Backdoor:W32/GetShell.A

Backdoor:W32/GetShell.A Description

Backdoor:W32/GetShell.A is the Windows-specific payload of Trojan-Downloader:Java/GetShell.A, a malicious Java applet that detects your OS and installs an ‘appropriate’ type of backdoor Trojan. Backdoor:W32/GetShell.A is responsible for the same dangers that are common to most backdoor Trojans, including opening up your PC to unwanted control by third parties, disabling or reducing your computer’s security features and, potentially, downloading additional PC threats or stealing private information. Since Trojan-Downloader:Java/GetShell.A can’t install Backdoor:W32/GetShell.A without your permission, SpywareRemove.com malware experts particularly recommend that you pay close attention to which applets you grant permission to run on your PC. Backdoor:W32/GetShell.A and related PC threats have been seen being propagated by benevolent websites that have been compromised in hacking attacks, although other means of distributing Backdoor:W32/GetShell.A may open up in the future.

Why Even a Safe Site Can Be Responsible for Backdoor:W32/GetShell.A Being on Your PC

Backdoor:W32/GetShell.A and the Java applet that installs Backdoor:W32/GetShell.A, Trojan-Downloader:Java/GetShell.A, were both first seen on a perfectly reputable website for a Colombian transport company.
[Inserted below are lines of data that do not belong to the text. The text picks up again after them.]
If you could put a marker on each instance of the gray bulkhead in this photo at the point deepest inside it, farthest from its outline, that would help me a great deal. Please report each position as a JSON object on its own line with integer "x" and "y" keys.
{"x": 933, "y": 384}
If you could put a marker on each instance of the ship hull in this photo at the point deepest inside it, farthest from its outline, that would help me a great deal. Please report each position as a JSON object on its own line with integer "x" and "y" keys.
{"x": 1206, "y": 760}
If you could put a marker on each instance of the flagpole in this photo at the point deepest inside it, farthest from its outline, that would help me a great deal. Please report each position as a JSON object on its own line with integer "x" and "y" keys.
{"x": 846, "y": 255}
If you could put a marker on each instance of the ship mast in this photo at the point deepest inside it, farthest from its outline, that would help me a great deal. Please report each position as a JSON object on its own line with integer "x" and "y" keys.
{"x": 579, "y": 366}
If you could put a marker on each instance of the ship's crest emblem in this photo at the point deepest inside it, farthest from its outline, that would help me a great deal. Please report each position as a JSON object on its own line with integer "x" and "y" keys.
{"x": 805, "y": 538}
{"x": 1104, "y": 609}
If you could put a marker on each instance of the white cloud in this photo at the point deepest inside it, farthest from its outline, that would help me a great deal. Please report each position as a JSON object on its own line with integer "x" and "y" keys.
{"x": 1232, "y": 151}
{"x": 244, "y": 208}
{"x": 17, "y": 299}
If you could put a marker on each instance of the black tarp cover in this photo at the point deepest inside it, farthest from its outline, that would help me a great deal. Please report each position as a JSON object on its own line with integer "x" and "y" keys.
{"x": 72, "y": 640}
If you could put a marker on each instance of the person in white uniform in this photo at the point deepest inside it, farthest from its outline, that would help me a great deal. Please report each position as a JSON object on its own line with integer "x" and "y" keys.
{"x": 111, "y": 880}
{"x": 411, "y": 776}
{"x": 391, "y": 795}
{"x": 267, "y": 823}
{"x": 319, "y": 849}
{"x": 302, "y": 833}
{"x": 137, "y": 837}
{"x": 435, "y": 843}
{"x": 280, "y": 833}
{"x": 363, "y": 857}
This site was hacked to add Trojan-Downloader:Java/GetShell.A to the rest of its content, and this vaguely-described Java applet (it self-identifies as merely ‘Java,’ by the ComuTV company) may appear to be a normal part of the website if you’re not familiar with it already.

Thankfully, this site was taken down by the relevant authorities once the breach was discovered, and in the aftermath, SpywareRemove.com malware researchers highlight the importance of web software security to protect your own sites from being forced to distribute Backdoor:W32/GetShell.A.

Visitors to the above site would have received a prompt to run the Trojan-Downloader:Java/GetShell.A applet, with acceptance resulting in the installation of either Backdoor:W32/GetShell.A, Backdoor:Linux/GetShell.A or Backdoor:OSX/GetShell.A. The exact type of backdoor Trojan that’s installed will vary with your OS, with Windows users receiving an unwanted helping of Backdoor:W32/GetShell.A. SpywareRemove.com malware researchers recommend disabling Java or refusing this prompt as easy means of avoiding Backdoor:W32/GetShell.A infections, although actually removing Backdoor:W32/GetShell.A is best performed by appropriate security software.

The Finishing Touches on Backdoor:W32/GetShell.A’s PC-Compromising Plan

Backdoor:W32/GetShell.A and other backdoor Trojans that are installed by Trojan-Downloader:Java/GetShell.A have functionally-identical behavior, in that they all attempt to contact the same IP address for further instructions. These types of unauthorized contact with third parties, known as a backdoor, can be responsible for a virtual rainbow of computer problems, although SpywareRemove.com malware analysts note the following attacks as being most likely for a Backdoor:W32/GetShell.A infection:

Attempted theft of personal information, such as data that’s entered in account login fields.
The establishment of other forms of damaging software, potentially including browser hijackers, worms, spyware or rogue security applications.
Compromised security settings, such as disabled Windows UAC features, altered file-viewing attributes or reduced protection from files with invalid signature identification.
Blocked software such as Task Manager or popular anti-virus scanners.